Auteur(s) : FRANÇOISE SIGOT

Alors que la crise pousserait une part importante de citadins vers les territoires moins denses, sur le champ du recrutement, les choses semblent moins tranchées. En tout cas, les recruteurs ne constatent pas d’appétence plus marquée pour les postes en rurale ou hors des grandes villes.
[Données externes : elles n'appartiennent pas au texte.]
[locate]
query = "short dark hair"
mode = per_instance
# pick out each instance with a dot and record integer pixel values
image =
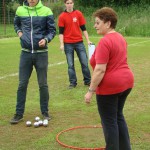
(107, 14)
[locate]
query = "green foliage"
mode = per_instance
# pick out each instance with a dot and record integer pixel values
(67, 107)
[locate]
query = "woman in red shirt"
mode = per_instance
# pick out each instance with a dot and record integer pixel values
(112, 80)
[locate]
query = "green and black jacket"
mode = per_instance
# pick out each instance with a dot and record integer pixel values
(35, 23)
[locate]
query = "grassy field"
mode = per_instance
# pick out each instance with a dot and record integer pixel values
(67, 107)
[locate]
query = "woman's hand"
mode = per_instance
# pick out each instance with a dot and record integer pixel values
(88, 97)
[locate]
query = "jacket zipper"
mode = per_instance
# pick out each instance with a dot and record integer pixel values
(32, 35)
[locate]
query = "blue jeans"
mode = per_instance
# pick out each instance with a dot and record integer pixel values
(81, 53)
(115, 129)
(40, 62)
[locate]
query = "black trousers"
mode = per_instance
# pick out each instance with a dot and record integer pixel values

Les candidats ne semblent pas non plus revoir leurs priorités.

Les penseurs auraient-ils fait long feu ? En tout cas ceux qui prédisaient que le monde d’après arriverait très vite après la crise sanitaire inédite dont le monde peine à sortir, en jurant que le temps des territoires urbains était derrière nous et que les citadins allaient se ruer vers les territoires moins urbanisés, ceux-là n’ont pas eu le nez creux. Si l’on en croit les témoignages des acteurs du recrutement vétérinaire, les situations pré et post-Covid se ressemblent à s’y méprendre. Et crise ou pas, les candidats restent principalement focalisés sur la qualité de vie au travail et ne sont pas prêts à tirer un trait sur une bonne ambiance de travail, encore moins sur une adéquation entre leurs désirs personnels et leur vie professionnelle. Le grand soir semble ainsi encore bien loin.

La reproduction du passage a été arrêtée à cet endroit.